What Do the Tonsils Do?
Far from redundant, the tonsils play a major role in supporting the human body’s immune system. Their job is to work as a rudimentary filtration device, preventing unwanted dirt, debris and bacteria from making its way down the throat and into the nasal passages.
Thus the benefits of retaining your tonsils long-term are now considered much greater than the risks they pose, regarding certain health complaints. Unless you absolutely need to have your tonsils removed, it’s highly unlikely your doctor will recommend that you do so.
Trapped Bacteria and Debris
Unfortunately, it is not uncommon for some of the dirt and bacteria filtered by the tonsils and become trapped. Even the tiniest quantities of food debris that get stuck in and around the tonsils can deteriorate and fester, gradually leading to the development of tonsil stones.
In the worst-case scenario, this decomposition and accumulation of bacteria can lead to infections.
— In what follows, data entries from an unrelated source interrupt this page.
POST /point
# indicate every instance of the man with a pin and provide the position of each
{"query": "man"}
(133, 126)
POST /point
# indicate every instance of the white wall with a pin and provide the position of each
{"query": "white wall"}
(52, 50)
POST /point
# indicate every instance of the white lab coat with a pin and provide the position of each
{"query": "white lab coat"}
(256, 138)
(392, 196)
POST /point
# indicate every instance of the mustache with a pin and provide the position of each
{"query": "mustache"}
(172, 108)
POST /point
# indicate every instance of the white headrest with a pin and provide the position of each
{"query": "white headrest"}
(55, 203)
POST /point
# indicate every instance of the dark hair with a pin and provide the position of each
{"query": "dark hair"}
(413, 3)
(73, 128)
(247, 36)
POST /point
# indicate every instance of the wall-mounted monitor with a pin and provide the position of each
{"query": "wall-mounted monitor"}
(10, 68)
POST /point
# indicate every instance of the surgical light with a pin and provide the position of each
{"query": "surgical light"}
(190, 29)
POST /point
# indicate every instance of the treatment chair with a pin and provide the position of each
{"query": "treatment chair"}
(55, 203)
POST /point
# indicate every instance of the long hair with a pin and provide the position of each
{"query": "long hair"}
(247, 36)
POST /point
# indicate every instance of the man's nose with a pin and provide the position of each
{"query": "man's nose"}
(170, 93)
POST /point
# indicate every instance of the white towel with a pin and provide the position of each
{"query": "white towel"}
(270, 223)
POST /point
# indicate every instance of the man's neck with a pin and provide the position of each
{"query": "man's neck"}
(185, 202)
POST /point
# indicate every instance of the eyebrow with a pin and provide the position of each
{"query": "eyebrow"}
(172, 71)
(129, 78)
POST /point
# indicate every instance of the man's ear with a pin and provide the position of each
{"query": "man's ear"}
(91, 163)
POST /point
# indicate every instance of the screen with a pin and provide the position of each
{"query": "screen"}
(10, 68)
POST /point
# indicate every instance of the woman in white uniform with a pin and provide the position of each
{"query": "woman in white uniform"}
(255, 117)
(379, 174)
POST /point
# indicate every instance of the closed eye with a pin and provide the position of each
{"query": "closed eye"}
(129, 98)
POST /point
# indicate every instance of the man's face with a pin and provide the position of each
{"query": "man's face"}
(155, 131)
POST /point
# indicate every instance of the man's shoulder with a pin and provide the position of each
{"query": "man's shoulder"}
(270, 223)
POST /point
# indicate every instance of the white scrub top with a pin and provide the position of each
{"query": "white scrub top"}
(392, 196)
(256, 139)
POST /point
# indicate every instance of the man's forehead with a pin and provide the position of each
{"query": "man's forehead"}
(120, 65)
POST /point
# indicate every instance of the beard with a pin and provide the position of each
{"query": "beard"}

The symptoms of which can be extremely uncomfortable, perhaps calling for the course of prescription antibiotics.
But in most cases, tonsil stones do not pose any direct threat to the health of the person affected. They eventually break away and are either swallowed or spat out, but nonetheless have the kind of foul smell that never fails to take those affected by surprise.
Are Tonsil Stones a Sign of Poor Health?
Not at all, as in the vast majority of cases where tonsil stones are detected, the patient has no specific underlying health conditions. Tonsil stones are just as likely to affect healthy people as anyone else, and they can appear at any time of life for no apparent reason.
That said, the size of the pockets (or crypts) on the tonsils can affect a person’s likelihood of experiencing tonsil stones. Some people naturally have larger pockets on their tonsils than others, which can lead to the more rapid accumulation of bacteria and debris.
Though again, having larger pockets on the tonsils is not considered detrimental or a specific health risk, in and of itself.
Can Tonsil Stones Be Prevented?
Yes and no, as it depends more on the structure of the tonsils than the preventative action the individual affected takes.
In the vast majority of instances, the manifestation of tonsil stones can be prevented through good oral health. Or at least, the risk of developing tonsil stones can be reduced significantly.
Using a high-quality, dentist recommended antibacterial mouthwash is essential, in order to rid the mouth of as much dirt, debris and bacteria as possible. Likewise, flossing regularly – ideally with the best water flosser available – comes highly recommended.
Any build-up of food debris or bacteria in the mouth will significantly increase the likelihood of tonsil stone forming. Hence, anything you can do to keep your mouth in the best possible condition will help keep tonsil stones at bay.
Even so, there will always be instances where even the most top-notch oral health and hygiene regime isn’t enough to prevent tonsil stones from forming. Depending on the unique makeup of your tonsils and the surrounding tissues, you may still be affected by tonsil stone – irrespective of how clean your mouth is.
Should I Discuss Tonsil Stones with My Dentist?
The short answer is yes, for the simple reason that any concern you have regarding your oral health and hygiene should be raised with your dentist at an early stage.
Where tonsil stones are concerned, it is highly unlikely that their manifestation is a sign of anything untoward. It could simply be that you need to step up your oral health and hygiene regime, or that other lifestyle tweaks are called for.
For example, your dentist may recommend drinking more water, or reducing your consumption of certain foods and drinks.
They can also recommend the best products available to keep tonsil stones at bay, including a good antibacterial mouthwash, an electric toothbrush and a powered water flosser. All of which will help you enjoy fresh breath and confidence throughout the day, irrespective of whether tonsil stones are present.